Whip Mark Spencer told MPs on Thursday: "We will update the House on the publication and introduction of the Withdrawal Agreement Bill on our return from the Whitsun recess."
"We had hoped to hold second reading on Friday 7 June," he added. "At the moment, we have not secured an agreement to this in the usual channels. Of course, we will update the House when we return from recess."
MPs are first given a chance to debate legislation at its second reading and then decide if it should go to the committee stage, where it is subjected to detailed line-by-line scrutiny and amendments.
Spencer stood in for prominent Brexit supporter and leader of the House of Commons Andrea Leadsom who announced her resignation from May's cabinet on Wednesday evening.

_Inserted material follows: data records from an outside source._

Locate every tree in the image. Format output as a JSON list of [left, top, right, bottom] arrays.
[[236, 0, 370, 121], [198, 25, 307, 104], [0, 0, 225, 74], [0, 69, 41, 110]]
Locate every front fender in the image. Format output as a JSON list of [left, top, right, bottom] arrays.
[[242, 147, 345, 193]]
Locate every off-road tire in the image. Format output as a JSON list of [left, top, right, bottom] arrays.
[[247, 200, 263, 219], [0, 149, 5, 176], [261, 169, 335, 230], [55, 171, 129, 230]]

She said she could no longer support the government's approach after May's latest gambit to pass her Brexit deal backfired.

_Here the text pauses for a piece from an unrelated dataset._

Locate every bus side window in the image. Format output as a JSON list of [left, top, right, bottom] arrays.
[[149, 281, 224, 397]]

"I no longer believe that our approach will deliver on the referendum result," Leadsom, who served as Leader of the House of Commons, said in a resignation letter to May.
"It is therefore with great regret and with a heavy heart that I resign from the government."
The move came as pressure mounted on May to quit after MPs tore into her new Brexit plan.
A Downing Street spokesman said Leadsom had served with distinction and great ability, and that May is grateful for all of her work.
"We are disappointed that she has chosen to resign, and the Prime Minister remains focused on delivering the Brexit people voted for," he added.
Leadsom is now widely expected to launch her Conservative leadership bid.
May endured a torrid session in parliament on Wednesday as members from across the house criticised her modified proposal to deliver Brexit.
May's spokeswoman, contacted by Euronews, refused to confirm or deny reports that May was tonight meeting with senior ministers upset over her EU divorce proposal.
Meanwhile, another Conservative MP, writing an opinion piece in the Financial Times, called for her to step down.
"There is one last chance to get it right and leave in an orderly fashion. But it is now time for Prime Minister Theresa May to go and without delay," said Tom Tugendhat, who added that her attempt to deliver Brexit.
May said on Tuesday that if MPs approve her new EU divorce deal, they could, within that legislation, vote to have a confirmatory referendum.
Other changes to her Brexit agreement include a legal obligation to find alternatives to the Irish backstop by December 2020; no changes to environmental protections the UK enjoys as a member of the European Union; and new legislation to protect workers' rights.
But MPs were critical on Wednesday afternoon and said her deal was "dead in the water".
Earlier opposition leader Jeremy Corbyn said May had lost control of her Conservative Party and called for a general election to break the Brexit stalemate.
"The people of Scotland don’t want her deal, her own party doesn't want her deal," said Scottish National Party MP Ronnie Cowan. "Her time is up."
Ian Blackford, another SNP representative in Westminster, said May's deal was dead and called on her to "stop this charade".
Nicky Morgan, one of May's Conservative colleagues, said more time should be taken to find a compromise with opposition MPs.
"Please can I ask the prime minister to reflect very carefully on whether it should be put to parliament because the consequences of it not being passed are very serious," Morgan said. "If she really wants to heal the divisions, to get on with it, I would ask her to reflect very seriously about this bill not being put to parliament in early June and being allowed more compromise, more time being taken."
MPs have thrice rejected May's deal for leaving the European Union, which led to Brussels extending the deadline for leaving to October 31.
The delay means the UK will have to take part in European Parliament elections this week.